Thermo-mechanical design and optimization of micro copper pillar bump for electrical interconnection in 2.5D IC integration

Abstract

Micro copper pillar bumps (μCPBs) have been an important electrical interconnect method for fine pitch I/O applications such as 2.5D IC integration. The thermal stress induced by the coefficient of thermal expansion (CTE) mismatch between a Cu/low-k silicon die, micro copper pillar bump and through silicon via (TSV) based silicon interposer is a significant reliability issue for 2.5D IC integration. During the whole IC packaging process, the Cu/low-k silicon interconnected with silicon interposer through μCPBs will undergo three times of lead-free reflow process: a. the first level assembly between Cu/low-k silicon die and silicon interposer wafer, b. the second level component assembly between the silicon interposer and organic substrate, c. the third level assembly between the component and printed circuit board (PCB). In order to investigate the stress distribution in the fragile low-k layer of silicon die, parametric finite element analysis (FEA) was carried out respectively for each of the three reflow processes.

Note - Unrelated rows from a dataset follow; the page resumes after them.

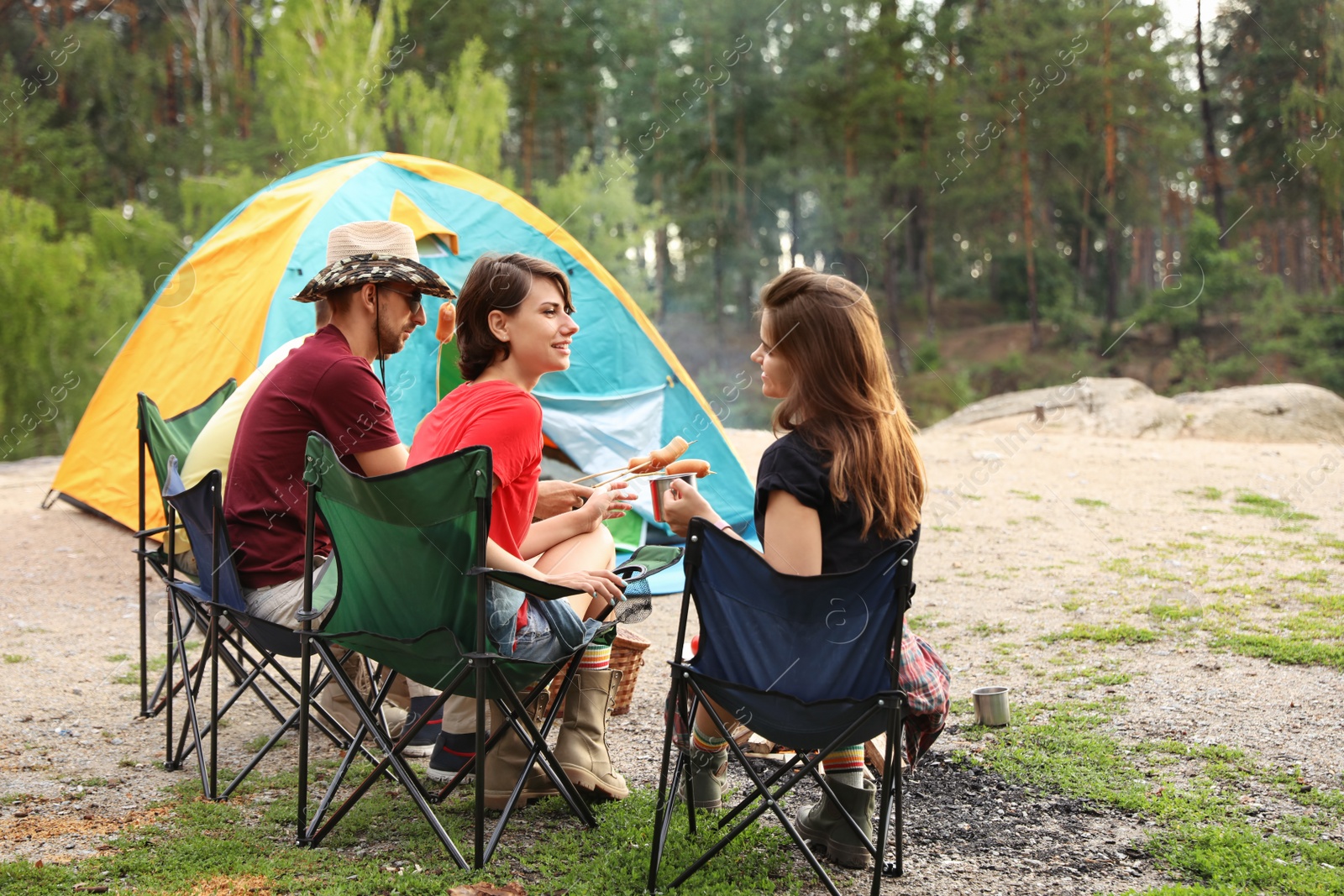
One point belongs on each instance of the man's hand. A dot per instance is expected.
(555, 497)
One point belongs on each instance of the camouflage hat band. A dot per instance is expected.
(374, 268)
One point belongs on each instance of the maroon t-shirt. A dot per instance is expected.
(319, 387)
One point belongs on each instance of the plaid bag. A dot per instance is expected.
(927, 685)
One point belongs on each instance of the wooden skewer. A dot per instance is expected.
(635, 476)
(593, 476)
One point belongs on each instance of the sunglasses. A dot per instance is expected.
(413, 298)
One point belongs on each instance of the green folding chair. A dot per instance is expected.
(161, 438)
(409, 591)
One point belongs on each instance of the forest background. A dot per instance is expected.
(1027, 188)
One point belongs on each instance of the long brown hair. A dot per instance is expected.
(496, 284)
(844, 398)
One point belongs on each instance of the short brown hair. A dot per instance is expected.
(496, 284)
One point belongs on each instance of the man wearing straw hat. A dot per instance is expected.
(373, 282)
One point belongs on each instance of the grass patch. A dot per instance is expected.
(1173, 611)
(1206, 492)
(1110, 678)
(1121, 633)
(1283, 651)
(1205, 835)
(1256, 504)
(1314, 637)
(546, 851)
(132, 674)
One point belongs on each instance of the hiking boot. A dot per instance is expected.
(823, 824)
(450, 754)
(504, 765)
(706, 774)
(423, 745)
(581, 748)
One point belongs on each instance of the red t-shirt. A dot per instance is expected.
(506, 418)
(320, 387)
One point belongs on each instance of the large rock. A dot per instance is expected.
(1126, 409)
(1093, 406)
(1283, 412)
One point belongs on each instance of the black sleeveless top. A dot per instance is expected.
(792, 465)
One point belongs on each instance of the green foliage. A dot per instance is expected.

In finite element models of this paper, the μCPBs were used to realize the first level interconnection between a 5.1mm×5.1mm Cu/low-k die with a 50μm bump pitch of total 10404 I/O and a silicon interposer, and underfilling was carried out after both the first reflow and the second reflow process. The influence of different parameters/factors on the stress distribution is simulated. Results show that relatively thinner die thickness, larger bump diameter, larger PI opening, thinner PI thickness and smaller Al pad diameter may contribute to the low stress in the low-k layer during the reflow processes.